Both of the local dailies have reported on this. The Trentonian, the Times (twice) and Trentonian columnist L. A. Parker has commented on the matter.
It certainly appears that, as Mr. Parker puts it, Mr. Harris was made the scapegoat in an episode that points up several failings of Trenton City Government:

  1. The city has way too many vehicles than are needed.
  2. There are minimal policies and procedures governing who uses these vehicles, when and for what reasons.
  3. There is lax adherence to the policies that do exist.

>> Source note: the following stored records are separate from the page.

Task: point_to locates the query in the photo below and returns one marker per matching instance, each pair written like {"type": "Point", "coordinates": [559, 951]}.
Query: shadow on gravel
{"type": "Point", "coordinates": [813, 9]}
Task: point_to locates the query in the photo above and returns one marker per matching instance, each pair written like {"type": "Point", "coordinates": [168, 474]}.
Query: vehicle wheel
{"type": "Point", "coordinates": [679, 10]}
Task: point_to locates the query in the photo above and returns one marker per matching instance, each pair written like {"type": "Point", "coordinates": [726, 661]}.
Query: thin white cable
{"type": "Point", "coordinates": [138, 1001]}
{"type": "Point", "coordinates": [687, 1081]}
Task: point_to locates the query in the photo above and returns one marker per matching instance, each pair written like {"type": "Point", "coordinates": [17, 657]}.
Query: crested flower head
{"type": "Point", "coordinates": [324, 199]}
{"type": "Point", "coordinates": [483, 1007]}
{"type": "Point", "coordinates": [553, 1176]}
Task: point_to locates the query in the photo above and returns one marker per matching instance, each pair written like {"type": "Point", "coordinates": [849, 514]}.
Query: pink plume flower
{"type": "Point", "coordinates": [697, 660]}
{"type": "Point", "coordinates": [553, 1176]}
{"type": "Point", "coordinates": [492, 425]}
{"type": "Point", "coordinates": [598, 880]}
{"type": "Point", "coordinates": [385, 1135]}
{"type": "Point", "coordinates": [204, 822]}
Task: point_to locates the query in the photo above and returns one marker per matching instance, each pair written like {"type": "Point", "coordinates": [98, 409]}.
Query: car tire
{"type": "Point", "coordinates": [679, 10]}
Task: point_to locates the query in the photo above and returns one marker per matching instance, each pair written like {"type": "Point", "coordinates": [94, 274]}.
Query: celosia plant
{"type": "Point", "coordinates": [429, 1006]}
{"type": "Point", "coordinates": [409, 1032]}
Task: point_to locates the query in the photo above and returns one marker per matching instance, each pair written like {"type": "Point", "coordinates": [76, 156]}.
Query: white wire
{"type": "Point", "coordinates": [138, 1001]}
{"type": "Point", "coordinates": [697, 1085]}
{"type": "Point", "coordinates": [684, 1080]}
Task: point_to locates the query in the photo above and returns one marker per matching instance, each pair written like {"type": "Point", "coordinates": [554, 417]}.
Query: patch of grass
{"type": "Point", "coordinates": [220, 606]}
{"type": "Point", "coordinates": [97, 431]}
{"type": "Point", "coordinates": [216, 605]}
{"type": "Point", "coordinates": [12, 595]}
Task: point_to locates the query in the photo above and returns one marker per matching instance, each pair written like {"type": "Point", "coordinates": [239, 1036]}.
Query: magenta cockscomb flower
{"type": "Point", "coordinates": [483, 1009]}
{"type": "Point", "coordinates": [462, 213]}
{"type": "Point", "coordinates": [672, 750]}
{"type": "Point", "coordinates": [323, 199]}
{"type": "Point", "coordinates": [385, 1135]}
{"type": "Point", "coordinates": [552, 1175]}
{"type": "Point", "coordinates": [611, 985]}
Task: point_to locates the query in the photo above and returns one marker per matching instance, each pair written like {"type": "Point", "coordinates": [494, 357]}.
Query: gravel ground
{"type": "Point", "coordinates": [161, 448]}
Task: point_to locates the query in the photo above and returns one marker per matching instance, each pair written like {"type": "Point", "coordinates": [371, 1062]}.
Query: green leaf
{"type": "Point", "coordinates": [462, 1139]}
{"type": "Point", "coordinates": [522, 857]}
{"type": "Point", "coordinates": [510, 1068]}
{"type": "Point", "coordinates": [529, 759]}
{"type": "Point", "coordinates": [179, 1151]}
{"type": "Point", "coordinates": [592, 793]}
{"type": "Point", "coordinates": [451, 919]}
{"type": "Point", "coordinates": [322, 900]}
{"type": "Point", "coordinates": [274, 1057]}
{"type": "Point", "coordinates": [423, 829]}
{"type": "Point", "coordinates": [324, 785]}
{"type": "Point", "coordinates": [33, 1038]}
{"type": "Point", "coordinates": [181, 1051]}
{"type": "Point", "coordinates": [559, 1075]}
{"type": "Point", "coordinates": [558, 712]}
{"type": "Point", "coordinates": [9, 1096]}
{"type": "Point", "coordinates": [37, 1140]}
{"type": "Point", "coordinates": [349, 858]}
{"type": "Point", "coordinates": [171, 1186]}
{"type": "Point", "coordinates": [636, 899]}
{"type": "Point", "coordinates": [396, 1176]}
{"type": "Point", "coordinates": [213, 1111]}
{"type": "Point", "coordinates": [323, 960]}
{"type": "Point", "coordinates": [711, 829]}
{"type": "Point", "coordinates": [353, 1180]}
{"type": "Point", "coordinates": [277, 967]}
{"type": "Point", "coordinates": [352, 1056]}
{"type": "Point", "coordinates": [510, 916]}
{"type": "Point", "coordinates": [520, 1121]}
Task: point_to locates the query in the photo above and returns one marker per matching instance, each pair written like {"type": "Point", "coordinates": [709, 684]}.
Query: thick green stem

  4. There is no adherence to the 2010 ordinance that was meant to rein in the abuses and costs of maintaining the fleet of passenger vehicles.
  5. The city has failed to provide accurate information in this matter: either the inventory dated June 30, 2012 is incorrect or the statements that BA Sam Hutchinson did not like the "Crown Vic" he had been assigned is flat out wrong. This document says he was assigned a Chevy Caprice.
  6. The vehicle in the police report, has a license plate number matching one that was "unassigned" at the time of the June inventory. Just like the Saturn that Mr. Harris had been driving around in for a few months and that it is claimed Mr. Hutchinson desired over the "Crown Vic (Chevy Caprice?)". The Ford Escape was, in effect, a "pool car" available to anyone needing a city vehicle to do city business (such as dropping off another employee to pick up a recently repaired auto).
Kevin Moriarty discusses this kind of "casual corruption" thoroughly in his blog post from the other day.

We suggest that the Administration rescind its disciplinary action against Mr. Harris, immediately (or whatever the proper action is according to the Civil Service rules.)
We also suggest that the Administration make immediate plans to reduce the current passenger vehicle fleet and adopt a straight up reimbursement policy/procedure for business use of a personal vehicle.